More on Immigration and Public Property

Inspired by scholar Simon Guenzl, it occurred to me that regarding "state-claimed" so-called public property, people have been wronged not primarily as taxpayers but as potential homesteaders. (See Guenzl's "Public Property and the Libertarian Immigration Debate," Libertarian Papers, 2016 vol. 8, no. 1, and listen to his conversation with Bob Murphy's Human Action Podcast.)

Guenzl properly distinguishes between state-claimed land and state-seized land, such as that acquired through eminent domain. In the latter case, government personnel took land from identifiable owners, but state-claimed land never had owners. The state foreclosed homesteading.

Among the people prevented from homesteading are would-be immigrants, people from other parts of the world. In times past, many came to America to stake out parcels on the frontier to make better lives for themselves and their families. They demarcated, cleared, plowed, planted, and harvested it. They built homes with it. They "mixed their labor" with it, Lockean-style, and made it their own.

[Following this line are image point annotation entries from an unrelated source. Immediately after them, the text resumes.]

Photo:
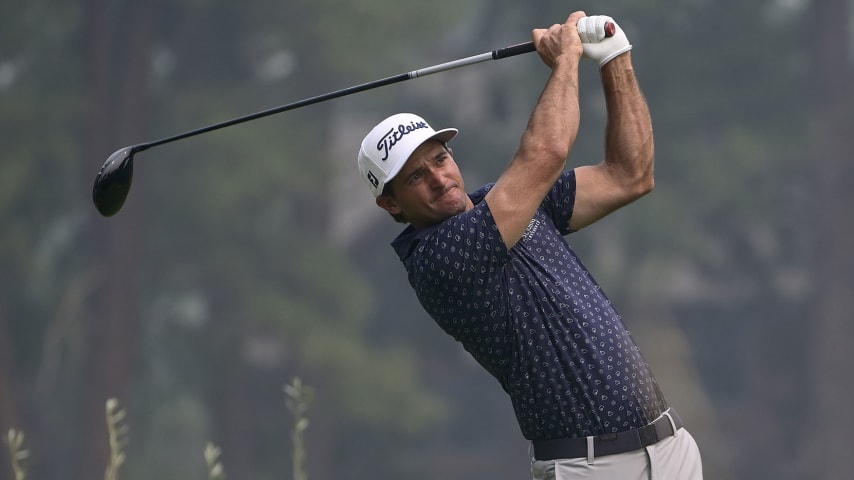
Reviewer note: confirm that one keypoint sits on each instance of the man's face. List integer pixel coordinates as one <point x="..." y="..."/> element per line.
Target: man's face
<point x="429" y="188"/>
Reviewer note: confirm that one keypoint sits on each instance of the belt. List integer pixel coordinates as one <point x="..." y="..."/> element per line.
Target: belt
<point x="610" y="444"/>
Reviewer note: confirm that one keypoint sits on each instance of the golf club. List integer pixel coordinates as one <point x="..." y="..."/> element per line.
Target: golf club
<point x="113" y="181"/>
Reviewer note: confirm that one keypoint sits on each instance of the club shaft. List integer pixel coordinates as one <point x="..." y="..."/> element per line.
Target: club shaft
<point x="494" y="55"/>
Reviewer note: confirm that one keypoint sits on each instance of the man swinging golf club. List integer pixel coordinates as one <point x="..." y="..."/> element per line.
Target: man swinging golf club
<point x="494" y="270"/>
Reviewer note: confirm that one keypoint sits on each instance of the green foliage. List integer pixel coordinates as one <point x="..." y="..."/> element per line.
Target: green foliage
<point x="118" y="438"/>
<point x="215" y="469"/>
<point x="298" y="399"/>
<point x="18" y="455"/>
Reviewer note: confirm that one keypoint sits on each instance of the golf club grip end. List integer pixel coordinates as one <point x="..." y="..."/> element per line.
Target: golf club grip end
<point x="527" y="47"/>
<point x="513" y="50"/>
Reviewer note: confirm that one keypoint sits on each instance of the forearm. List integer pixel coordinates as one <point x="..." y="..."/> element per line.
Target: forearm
<point x="553" y="125"/>
<point x="629" y="145"/>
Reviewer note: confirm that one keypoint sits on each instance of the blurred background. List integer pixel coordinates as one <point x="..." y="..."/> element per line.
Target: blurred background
<point x="252" y="255"/>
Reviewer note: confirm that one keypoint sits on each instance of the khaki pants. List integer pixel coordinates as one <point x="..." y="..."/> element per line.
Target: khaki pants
<point x="674" y="458"/>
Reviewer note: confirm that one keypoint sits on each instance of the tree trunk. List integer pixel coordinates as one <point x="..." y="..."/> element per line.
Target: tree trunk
<point x="116" y="50"/>
<point x="832" y="427"/>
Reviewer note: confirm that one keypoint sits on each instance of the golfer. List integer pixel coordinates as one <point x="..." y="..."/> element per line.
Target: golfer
<point x="494" y="270"/>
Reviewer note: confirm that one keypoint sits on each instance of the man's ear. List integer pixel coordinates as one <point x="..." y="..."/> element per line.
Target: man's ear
<point x="388" y="203"/>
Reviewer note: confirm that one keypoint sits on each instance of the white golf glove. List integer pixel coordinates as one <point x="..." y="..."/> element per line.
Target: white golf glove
<point x="596" y="45"/>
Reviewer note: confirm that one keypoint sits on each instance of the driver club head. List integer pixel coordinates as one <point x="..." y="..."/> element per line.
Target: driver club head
<point x="112" y="183"/>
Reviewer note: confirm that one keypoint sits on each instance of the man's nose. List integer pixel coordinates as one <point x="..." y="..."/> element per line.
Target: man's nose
<point x="434" y="178"/>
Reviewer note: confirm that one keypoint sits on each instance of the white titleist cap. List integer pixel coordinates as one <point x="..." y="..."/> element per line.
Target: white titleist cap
<point x="386" y="148"/>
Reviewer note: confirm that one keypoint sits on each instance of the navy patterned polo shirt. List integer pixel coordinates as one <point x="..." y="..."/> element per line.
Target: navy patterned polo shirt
<point x="535" y="318"/>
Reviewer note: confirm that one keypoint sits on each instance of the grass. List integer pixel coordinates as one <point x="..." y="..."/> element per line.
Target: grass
<point x="298" y="397"/>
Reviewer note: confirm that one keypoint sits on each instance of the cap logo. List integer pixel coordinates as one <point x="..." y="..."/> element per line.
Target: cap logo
<point x="390" y="139"/>
<point x="373" y="179"/>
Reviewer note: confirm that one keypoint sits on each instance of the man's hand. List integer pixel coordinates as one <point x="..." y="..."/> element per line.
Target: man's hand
<point x="559" y="41"/>
<point x="591" y="29"/>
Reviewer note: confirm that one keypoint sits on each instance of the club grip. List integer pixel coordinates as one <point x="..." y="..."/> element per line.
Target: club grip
<point x="527" y="47"/>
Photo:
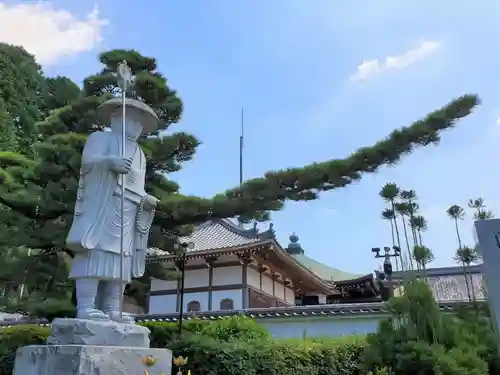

By foreclosing homesteading to this day of a vast portion of America, the government harms their modern-day counterparts as much as it harms those politically defined as citizens. Libertarians (and others) who would treat citizens from foreigners differently in this matter are obliged to justify that seemingly arbitrary distinction. So far they have failed to do so.

1 comment:

Anonymous said...

Even when the state purchases land it does so with funds confiscated from its citizens. Which makes it illegitimate.